Progressive Muscle Relaxation
By tensing and relaxing all the muscle groups
in your body, you can relieve tension and feel much more relaxed in minutes,
with no special training or equipment. Start by tensing all the muscles in your
face, holding a tight grimace ten seconds, then completely relaxing for ten
seconds. Repeat this with your neck, followed by your shoulders, etc. You can
do this anywhere, and as you practice, you will find you can relax more quickly
and easily, reducing tension as quickly as it starts!
8.
Music
Baroque music has shown many health benefits
for people with conditions ranging from mild (like stress) to severe (like
cancer).

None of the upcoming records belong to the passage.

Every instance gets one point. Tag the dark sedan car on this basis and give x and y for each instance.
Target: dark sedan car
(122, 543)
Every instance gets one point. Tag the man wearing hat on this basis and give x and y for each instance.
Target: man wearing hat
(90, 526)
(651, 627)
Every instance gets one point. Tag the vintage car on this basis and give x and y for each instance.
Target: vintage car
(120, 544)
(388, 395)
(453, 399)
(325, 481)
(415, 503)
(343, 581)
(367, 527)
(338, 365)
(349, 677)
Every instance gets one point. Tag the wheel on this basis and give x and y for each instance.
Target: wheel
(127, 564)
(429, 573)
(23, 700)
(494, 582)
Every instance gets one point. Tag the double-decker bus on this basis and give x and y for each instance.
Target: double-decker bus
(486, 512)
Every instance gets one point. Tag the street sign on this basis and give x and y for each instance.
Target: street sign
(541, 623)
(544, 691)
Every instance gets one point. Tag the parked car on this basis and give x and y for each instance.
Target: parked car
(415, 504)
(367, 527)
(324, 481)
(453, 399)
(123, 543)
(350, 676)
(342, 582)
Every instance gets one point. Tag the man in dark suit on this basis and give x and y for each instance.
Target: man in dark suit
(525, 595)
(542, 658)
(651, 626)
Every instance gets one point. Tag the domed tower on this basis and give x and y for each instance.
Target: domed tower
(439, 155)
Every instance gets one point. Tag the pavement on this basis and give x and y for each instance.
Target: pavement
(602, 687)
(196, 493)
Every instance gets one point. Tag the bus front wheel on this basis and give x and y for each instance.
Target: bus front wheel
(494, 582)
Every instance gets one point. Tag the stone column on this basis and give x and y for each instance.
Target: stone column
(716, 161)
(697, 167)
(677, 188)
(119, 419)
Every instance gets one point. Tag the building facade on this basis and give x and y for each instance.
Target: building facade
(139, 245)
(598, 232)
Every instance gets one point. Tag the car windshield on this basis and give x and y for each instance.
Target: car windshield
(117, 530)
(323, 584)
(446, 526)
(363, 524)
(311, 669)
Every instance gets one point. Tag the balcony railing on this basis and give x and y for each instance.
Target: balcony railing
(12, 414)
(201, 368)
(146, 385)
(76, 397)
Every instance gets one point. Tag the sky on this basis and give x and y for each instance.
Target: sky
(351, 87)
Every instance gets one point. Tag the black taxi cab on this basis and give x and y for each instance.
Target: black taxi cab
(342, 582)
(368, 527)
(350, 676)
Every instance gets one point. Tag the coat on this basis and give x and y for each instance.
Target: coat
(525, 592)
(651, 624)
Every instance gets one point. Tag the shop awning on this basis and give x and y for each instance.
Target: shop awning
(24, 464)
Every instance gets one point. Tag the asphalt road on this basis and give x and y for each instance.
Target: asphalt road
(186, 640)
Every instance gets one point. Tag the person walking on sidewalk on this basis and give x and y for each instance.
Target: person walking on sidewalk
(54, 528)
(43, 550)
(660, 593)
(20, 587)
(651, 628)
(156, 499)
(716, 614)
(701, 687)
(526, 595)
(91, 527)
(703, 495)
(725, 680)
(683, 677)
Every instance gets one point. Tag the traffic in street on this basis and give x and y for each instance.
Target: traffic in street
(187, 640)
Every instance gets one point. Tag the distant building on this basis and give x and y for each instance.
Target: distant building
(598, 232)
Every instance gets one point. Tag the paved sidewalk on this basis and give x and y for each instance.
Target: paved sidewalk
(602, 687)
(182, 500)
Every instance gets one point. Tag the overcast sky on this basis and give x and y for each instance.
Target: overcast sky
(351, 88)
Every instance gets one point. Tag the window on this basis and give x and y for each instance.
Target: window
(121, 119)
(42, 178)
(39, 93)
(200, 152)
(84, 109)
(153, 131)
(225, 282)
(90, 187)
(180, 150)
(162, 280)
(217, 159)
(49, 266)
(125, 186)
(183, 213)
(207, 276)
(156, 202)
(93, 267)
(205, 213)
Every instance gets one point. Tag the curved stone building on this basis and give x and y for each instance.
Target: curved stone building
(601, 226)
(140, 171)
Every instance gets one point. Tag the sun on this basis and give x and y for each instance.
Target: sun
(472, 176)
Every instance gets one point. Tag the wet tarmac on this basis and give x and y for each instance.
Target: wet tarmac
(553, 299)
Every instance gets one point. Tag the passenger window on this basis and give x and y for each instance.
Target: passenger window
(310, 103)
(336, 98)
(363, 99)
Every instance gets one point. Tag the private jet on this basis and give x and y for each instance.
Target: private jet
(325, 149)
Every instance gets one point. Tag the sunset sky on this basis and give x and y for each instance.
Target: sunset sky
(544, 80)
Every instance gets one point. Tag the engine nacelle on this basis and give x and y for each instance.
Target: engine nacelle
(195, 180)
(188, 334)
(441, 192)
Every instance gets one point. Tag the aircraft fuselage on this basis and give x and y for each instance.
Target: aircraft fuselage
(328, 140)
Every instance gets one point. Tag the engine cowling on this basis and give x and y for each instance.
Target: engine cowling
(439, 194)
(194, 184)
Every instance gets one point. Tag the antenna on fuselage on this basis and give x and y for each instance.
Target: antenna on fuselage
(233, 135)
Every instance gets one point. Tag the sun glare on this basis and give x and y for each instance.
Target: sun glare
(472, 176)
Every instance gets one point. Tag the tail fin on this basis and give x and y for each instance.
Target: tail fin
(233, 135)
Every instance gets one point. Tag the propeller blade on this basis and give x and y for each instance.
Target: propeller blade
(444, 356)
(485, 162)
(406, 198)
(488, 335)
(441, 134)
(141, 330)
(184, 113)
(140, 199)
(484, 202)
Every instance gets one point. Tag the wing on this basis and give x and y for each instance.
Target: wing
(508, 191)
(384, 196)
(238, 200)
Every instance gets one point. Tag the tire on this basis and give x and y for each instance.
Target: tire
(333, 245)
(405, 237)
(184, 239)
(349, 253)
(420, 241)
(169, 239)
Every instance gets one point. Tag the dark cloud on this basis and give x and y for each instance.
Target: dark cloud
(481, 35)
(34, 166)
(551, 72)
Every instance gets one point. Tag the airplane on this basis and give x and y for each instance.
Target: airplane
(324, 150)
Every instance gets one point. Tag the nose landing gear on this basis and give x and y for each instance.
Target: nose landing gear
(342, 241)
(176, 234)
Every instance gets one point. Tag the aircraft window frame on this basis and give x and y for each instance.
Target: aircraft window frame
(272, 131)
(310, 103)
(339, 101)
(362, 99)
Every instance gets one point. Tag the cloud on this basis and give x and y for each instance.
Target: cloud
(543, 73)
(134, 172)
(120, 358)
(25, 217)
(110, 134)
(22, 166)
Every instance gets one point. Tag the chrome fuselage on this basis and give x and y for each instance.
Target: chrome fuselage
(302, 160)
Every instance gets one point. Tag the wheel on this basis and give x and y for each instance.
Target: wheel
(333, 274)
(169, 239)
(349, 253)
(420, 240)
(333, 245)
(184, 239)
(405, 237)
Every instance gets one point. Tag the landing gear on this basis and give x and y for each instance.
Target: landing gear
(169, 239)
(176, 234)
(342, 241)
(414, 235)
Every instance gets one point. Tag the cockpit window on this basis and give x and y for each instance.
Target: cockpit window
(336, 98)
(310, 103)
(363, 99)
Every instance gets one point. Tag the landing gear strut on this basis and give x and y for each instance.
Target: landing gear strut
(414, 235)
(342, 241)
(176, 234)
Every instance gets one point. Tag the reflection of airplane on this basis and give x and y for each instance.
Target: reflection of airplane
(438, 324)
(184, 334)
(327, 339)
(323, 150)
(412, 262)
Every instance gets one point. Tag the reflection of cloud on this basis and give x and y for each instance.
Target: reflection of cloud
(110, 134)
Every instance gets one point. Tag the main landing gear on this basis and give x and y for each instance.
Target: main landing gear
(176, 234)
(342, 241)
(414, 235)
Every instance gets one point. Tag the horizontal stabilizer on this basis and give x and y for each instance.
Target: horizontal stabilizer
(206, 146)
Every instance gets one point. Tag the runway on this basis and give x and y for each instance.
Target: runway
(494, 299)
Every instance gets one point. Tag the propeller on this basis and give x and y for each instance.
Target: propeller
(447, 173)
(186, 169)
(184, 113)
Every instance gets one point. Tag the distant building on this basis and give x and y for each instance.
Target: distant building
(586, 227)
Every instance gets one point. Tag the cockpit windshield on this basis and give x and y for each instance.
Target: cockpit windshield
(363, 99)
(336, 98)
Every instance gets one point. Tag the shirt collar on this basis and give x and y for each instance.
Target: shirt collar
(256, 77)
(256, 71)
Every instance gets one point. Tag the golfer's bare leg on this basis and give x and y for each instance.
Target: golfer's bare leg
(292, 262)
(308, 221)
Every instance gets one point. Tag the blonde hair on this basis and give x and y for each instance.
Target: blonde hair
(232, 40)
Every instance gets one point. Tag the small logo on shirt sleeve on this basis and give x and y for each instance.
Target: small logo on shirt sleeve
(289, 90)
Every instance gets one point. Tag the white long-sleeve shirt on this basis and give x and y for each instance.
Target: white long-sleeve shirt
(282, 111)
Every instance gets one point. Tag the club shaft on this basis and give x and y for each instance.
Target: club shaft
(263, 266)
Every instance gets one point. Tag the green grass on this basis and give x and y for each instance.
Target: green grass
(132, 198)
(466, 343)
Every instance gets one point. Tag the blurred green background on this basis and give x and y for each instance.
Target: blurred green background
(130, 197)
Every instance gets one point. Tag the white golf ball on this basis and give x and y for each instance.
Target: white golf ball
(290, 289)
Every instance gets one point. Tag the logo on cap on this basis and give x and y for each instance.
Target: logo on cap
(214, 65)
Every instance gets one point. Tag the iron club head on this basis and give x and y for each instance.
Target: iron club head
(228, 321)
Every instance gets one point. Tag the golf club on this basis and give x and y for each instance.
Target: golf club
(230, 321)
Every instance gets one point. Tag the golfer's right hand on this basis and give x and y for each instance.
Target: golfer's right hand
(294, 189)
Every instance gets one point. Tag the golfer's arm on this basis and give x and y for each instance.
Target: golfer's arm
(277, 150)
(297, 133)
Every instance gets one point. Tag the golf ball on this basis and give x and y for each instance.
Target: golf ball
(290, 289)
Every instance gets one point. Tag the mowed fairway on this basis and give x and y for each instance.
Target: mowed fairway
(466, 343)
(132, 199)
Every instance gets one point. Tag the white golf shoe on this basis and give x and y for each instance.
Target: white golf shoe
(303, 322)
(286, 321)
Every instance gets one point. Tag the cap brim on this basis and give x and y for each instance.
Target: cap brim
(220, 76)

When dealing with stress, the right music can actually lower your
blood pressure, relax your body and calm your mind. Music has a profound impact
on body, mind and soul. Thirty years of pioneering research by a renowned
Bulgarian psychiatrist, Dr. Barzakov, has proven that certain classical music
will improve memory and comprehension, facilitate problem solving, speed up
healing and aid in stress reduction! Then, University of California
researchers at the Center for Neurobiology of Learning and Memory reported in
1993 that students raised their IQ's by as much as 10 points while listening to
a Mozart! So can you! Baroque music is specifically noted for learning
terminology, facts, figures, formulas, spelling words, vocabulary. It promotes
relaxation, healing and restful sleep. Mozart's compositions stimulate mental
performance of mathematics, analysis, organizing, planning, systematizing, exam
preparation, lab and computer work.
9.
Yoga
Yoga dates
back over 5 thousand years. It combines the practices of several other stress
management techniques such as breathing, meditation, imagery and movement,
giving you a lot of benefit for the amount of time and energy required.